When you see the word cluster, your mind should navigate to the Apache Spark context. When running your data analytics on the Azure platform, you then need to determine if you are in the Azure Synapse Analytics or Azure Databricks context, both of which give you access to running data analytics on Apache Spark clusters. In Figure 9.14, you saw a pipeline run that included a notebook, written in Scala, that ran on an Apache Spark cluster in Azure Synapse Analytics. It is also obvious in Figure 9.22 that this activity took the longest of all the activities in the pipeline. When you hover over the Write to ADLS activity, you will see glasses like you saw for the Azure SQL activity in Figure 9.14. Clicking them will open the notebook, allowing you to look at the Scala code and see what might be taking so long. Instead of clicking the glasses linked to Write to ADLS, when you select the activity name itself, the Apache Spark applications log for the job opens, as shown in Figure 9.16. When you select the Spark History Server menu item, you are provided some Apache Spark cluster environment metrics similar, but not identical, to that shown in Figure 9.21. Lastly, Apache Spark pools that run in the Azure Synapse Analytics workspace have the standard monitoring features like alerts, metrics, diagnostics settings, and logs.

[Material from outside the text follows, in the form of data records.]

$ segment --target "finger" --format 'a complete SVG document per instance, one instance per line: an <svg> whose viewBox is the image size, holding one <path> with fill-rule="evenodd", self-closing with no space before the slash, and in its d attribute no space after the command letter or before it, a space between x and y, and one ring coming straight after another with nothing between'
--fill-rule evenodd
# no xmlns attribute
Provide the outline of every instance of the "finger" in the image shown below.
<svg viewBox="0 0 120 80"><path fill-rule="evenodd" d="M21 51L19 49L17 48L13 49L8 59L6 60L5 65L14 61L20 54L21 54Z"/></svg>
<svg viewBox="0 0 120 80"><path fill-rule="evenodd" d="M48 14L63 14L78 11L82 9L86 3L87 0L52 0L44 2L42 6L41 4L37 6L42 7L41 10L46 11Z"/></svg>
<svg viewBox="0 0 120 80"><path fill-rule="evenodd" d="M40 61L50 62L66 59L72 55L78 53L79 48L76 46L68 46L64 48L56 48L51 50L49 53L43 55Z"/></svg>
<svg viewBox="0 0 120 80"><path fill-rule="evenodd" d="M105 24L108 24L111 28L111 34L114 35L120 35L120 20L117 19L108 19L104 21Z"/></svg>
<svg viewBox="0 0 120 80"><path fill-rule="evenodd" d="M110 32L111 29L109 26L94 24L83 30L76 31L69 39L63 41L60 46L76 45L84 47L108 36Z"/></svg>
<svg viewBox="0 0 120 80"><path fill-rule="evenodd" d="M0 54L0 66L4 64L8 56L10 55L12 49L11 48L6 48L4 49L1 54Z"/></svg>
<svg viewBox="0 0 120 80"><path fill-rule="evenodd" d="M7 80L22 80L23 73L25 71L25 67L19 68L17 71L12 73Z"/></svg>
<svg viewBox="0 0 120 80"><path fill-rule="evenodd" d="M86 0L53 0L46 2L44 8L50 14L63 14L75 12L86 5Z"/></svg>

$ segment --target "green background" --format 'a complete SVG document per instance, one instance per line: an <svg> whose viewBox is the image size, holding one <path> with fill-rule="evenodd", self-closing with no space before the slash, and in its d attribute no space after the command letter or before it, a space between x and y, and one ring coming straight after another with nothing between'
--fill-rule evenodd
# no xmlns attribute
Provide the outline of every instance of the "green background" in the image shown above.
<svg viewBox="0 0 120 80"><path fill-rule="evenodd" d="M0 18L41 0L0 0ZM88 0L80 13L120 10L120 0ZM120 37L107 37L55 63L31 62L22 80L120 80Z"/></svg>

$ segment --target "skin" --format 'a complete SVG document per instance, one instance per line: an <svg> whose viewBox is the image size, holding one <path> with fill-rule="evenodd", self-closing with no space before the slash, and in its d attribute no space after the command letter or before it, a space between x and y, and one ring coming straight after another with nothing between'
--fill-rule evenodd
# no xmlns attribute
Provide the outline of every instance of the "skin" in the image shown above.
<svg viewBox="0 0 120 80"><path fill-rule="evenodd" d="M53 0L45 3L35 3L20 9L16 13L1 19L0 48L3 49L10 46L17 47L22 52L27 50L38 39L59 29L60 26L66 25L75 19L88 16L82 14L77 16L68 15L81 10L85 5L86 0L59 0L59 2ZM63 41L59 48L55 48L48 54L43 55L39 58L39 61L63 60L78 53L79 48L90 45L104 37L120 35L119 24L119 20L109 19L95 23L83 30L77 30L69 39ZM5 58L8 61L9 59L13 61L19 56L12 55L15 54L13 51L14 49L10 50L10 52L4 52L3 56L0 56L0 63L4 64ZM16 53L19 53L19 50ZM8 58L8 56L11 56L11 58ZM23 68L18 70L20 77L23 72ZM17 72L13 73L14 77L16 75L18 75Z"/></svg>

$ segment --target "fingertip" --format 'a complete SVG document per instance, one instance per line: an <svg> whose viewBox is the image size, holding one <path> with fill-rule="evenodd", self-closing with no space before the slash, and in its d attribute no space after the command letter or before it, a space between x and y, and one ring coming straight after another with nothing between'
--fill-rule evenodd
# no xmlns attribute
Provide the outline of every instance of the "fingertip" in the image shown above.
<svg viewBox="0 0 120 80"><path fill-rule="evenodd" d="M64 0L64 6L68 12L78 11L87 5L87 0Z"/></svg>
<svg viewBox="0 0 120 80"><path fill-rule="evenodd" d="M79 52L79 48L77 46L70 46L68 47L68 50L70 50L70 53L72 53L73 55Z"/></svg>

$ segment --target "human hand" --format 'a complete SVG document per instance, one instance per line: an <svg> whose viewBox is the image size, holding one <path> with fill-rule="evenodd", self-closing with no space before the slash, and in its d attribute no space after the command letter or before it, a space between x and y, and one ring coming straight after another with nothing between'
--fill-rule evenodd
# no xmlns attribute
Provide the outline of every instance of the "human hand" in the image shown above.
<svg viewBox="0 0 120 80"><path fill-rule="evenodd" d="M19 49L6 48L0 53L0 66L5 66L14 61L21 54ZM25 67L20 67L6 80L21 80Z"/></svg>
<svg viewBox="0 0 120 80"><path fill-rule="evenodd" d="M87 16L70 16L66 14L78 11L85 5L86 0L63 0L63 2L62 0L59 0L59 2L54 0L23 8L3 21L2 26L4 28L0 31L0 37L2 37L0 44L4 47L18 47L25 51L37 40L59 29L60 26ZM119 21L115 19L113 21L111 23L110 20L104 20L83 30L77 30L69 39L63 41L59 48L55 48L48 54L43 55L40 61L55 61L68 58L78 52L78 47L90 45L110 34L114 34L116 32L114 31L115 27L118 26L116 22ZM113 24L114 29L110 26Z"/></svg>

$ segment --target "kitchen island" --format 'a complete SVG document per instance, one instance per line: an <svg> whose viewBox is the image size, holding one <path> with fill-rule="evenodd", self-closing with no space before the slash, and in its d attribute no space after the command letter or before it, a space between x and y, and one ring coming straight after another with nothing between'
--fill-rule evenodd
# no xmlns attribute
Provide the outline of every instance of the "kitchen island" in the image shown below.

To find cluster performance data, the recommended option is to use Azure Monitor Log Analytics from the Azure portal. Log Analytics can query data logged from your Diagnostics Settings configuration that focuses on the workspace, clusters, jobs, notebook, and metrics. You can find cluster performance metrics in the Azure Databricks workspace, as shown in Figure 9.21. Job metrics are also available from the Workflows navigation menu. Select a specific job to drill down to the specific details, including time of execution, duration, status, and compute cluster consumption.
Measure Performance of Data Movement
Chapter 2 introduced the hash, round‐robin, and replicated table distributions (refer to Figure 2.10 and Figure 2.11). You also learned about the Data Movement Service (DMS), which helps you optimize the location of data across the nodes so that queries perform as optimally as possible (refer to Figure 2.9). A reason for data movement across nodes and/or tables has to do with skewing, which can result in excess load on one node. If skewing is detected, then configuring a more even distribution of the data across nodes would improve performance. Executing the DBCC command PDW_SHOWSPACEUSED will render the number of rows, reserved disk space, and disk space for all tables on a database or for a single table. For example, the following snippet would be helpful in gathering those insights from the FactREADING table:
DBCC PDW_SHOWSPACEUSED (‘[SQLPool].[brainwaves].[FactREADING]’);
Another DBCC command, PDW_SHOWEXECUTIONPLAN, will show the execution plan for a query on a specific dedicated SQL pool node. This can identify query performance details in general but is also helpful in identifying skewing. You can use that information, in combination with output from a DMV named sys.dm_pdw_dms_workers, to drill into data distributions and determine if one is working harder than another. Comparing the number of rows processed and the duration across the distributions on a node will identify the one or more that are suffering. For example, if one distribution is processing a factor of 10 more rows when compared to other distributions, some data needs to be redistributed. Also, if the same number of rows are queried but one distribution takes much longer than another, there needs to be a reconfiguration or redistribution of the data to resolve those pressure points.